237 points | by md2rp 13 days ago

9 comments

  • md2rp 13 days ago
    A Visual Guide to Vision Transformers This is a visual guide to Vision Transformers (ViTs), a class of deep learning models that have achieved state-of-the-art performance on image classification tasks. Vision Transformers apply the transformer architecture, originally designed for natural language processing (NLP), to image data. This guide will walk you through the key components of Vision Transformers in a scroll story format, using visualizations and simple explanations to help you understand how these models work and how the flow of the data through the model looks like.
    • bArray 13 days ago
      Nice! A small piece of feedback: I would have the dimensions mentioned in the text also annotated on the diagram. It wasn't exactly clear how the input data was flattened for example.
      • byteknight 13 days ago
        Would also add, as a 100% math idiot, linear transformations, and how it performs them is not explained.

        Entirely plausible this is intended for someone more "mathmatical" than myself but appreciate the work regardless.

        • md2rp 13 days ago
          Thanks for the feedback! I left it out intentionally but probably worth thinking about doing a more fundamental guide!
      • md2rp 13 days ago
        Thanks for the feedback! Will add it in the revision!
  • challenger-derp 13 days ago
    Very nice. I wish I could do this sort of scroll story in my digital notes.
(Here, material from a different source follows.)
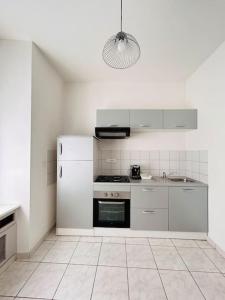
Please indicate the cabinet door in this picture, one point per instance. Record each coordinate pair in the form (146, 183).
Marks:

Is this done with a javascript library?
    • md2rp 13 days ago
      Yes this was done with a combination of GSAP Scrolltrigger https://gsap.com/docs/v3/Plugins/ScrollTrigger/ and https://d3js.org/
      • TuringTest 13 days ago
        That kind of scroll is OK-ish for a background parallax effect, or maybe some pretty fade-in/out effects while elements scroll into view (without changing their relative position in the page).
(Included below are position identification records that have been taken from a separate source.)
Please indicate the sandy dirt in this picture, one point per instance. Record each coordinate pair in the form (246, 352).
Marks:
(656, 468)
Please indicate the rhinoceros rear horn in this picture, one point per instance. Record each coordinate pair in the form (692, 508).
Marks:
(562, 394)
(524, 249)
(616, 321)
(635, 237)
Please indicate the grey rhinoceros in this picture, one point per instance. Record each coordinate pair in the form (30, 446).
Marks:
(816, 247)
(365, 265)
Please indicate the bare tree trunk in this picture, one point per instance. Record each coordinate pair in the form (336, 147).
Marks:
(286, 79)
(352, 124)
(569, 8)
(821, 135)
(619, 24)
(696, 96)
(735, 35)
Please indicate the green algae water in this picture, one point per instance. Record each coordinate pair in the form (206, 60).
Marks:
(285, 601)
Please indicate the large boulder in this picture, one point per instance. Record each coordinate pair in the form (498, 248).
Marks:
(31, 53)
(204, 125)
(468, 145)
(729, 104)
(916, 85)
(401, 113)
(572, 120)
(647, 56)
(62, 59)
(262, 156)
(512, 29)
        When it interferes with the main functionality of the page, namely reading the content, they break accessibility, distract over understanding the difficult topic, make the content brittle against changes in the platform (different browsers or future standard updates), and as others pointed out make it difficult or impossible to use alternative presentations.
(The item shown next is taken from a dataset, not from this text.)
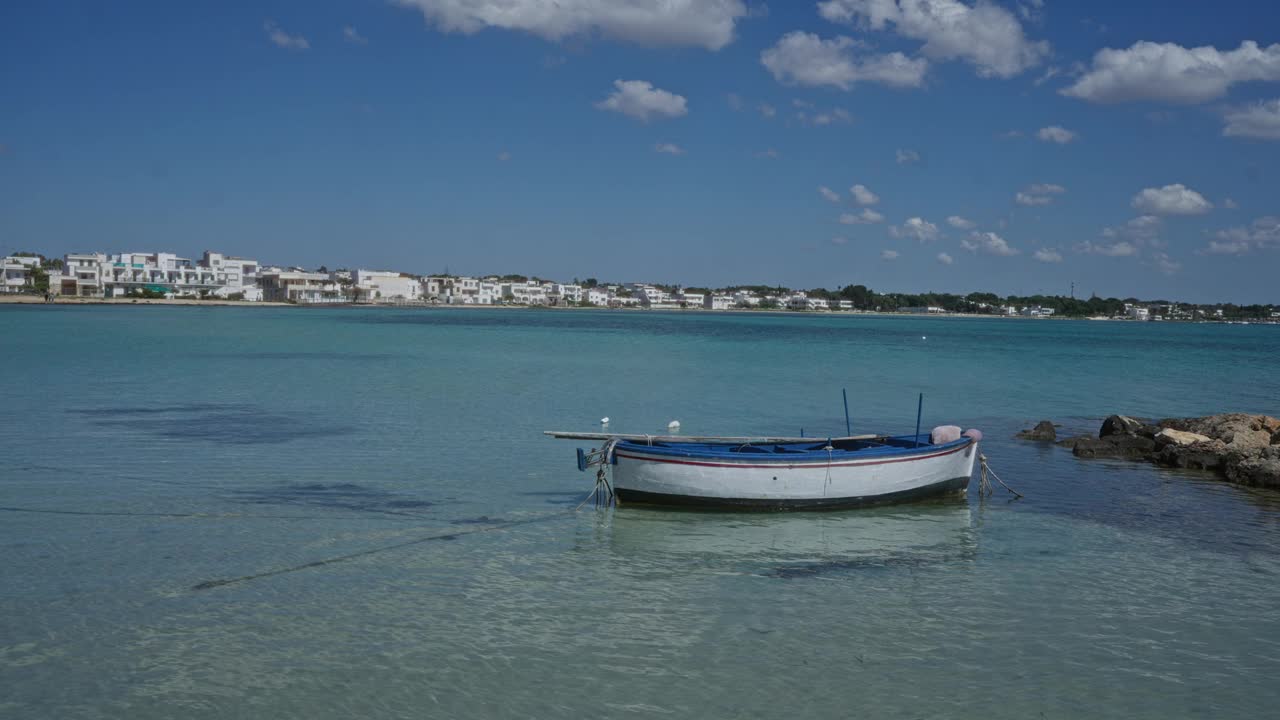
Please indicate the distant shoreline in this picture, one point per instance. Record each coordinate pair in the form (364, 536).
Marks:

        With most comments commenting on the presentation and not on the content, I think it makes clear that it detracts from the experience more than helps.

  • causal 13 days ago
    I like this, but think there is some crucial motivation missing in steps 10.1-10.3 regarding what query/key weights are and why they're needed.
  • lyapunova 13 days ago
    To be honest, I actually really like the visual delivery here. It's especially helpful for understanding what's going on with computer vision problems. Please make more!
  • bilsbie 12 days ago
    This is great. Is it better to combine this with a language model so it can also apply knowledge about relationships between items?
  • SpaceManNabs 13 days ago
    Lucas Beyer has a lot of references and material as well that I recommend.
  • nothrowaways 12 days ago
    Neat
  • Jacob__ 12 days ago
    I like it a lot.
  • tantalor 13 days ago
    Stop scrollytelling! It's awful, nobody should do this.
    • 4chandaily 13 days ago
      Agreed. My scroll wheel should scroll the page, not advance slides or split birds or whatever else. If you need to do this kind of information display, use buttons or a UI widget to control it. Don't hijack the HID devices I use for accessibly operating my computer.

      This goes for Scroll Wheels, Scrollbars, the Back Button, the Right Click Button, or any other standard input paradigm. (please) Don't fuck with these! Some of us make use of accessibility features, and messing with our interfaces makes these break or behave in unexpected ways.

    • elicash 13 days ago
      I'd be annoyed if my bank did this, or airlines, or anything where I just need to get a task done.

      For personal websites, I actually think individuality and fun and creativity are good.

    • observationist 13 days ago
      It's aggressively inaccessible. I don't know if it's a "I'm a web designer, I know better" thing or what.

      Web designers: Don't let form interfere with function. The function of this page is to communicate information about transformers. The form effectively prevents that from happening. Don't do it. No, bad, stop.

    • layer8 13 days ago
      This. You can’t use reader mode, you can’t save the page as a PDF, you can’t use PageUp/PageDown because you’ll miss some in-between state, and the scroll position where a certain image is shown may not be the preferred one for reading the corresponding text. And the JS will invariably break sooner or later.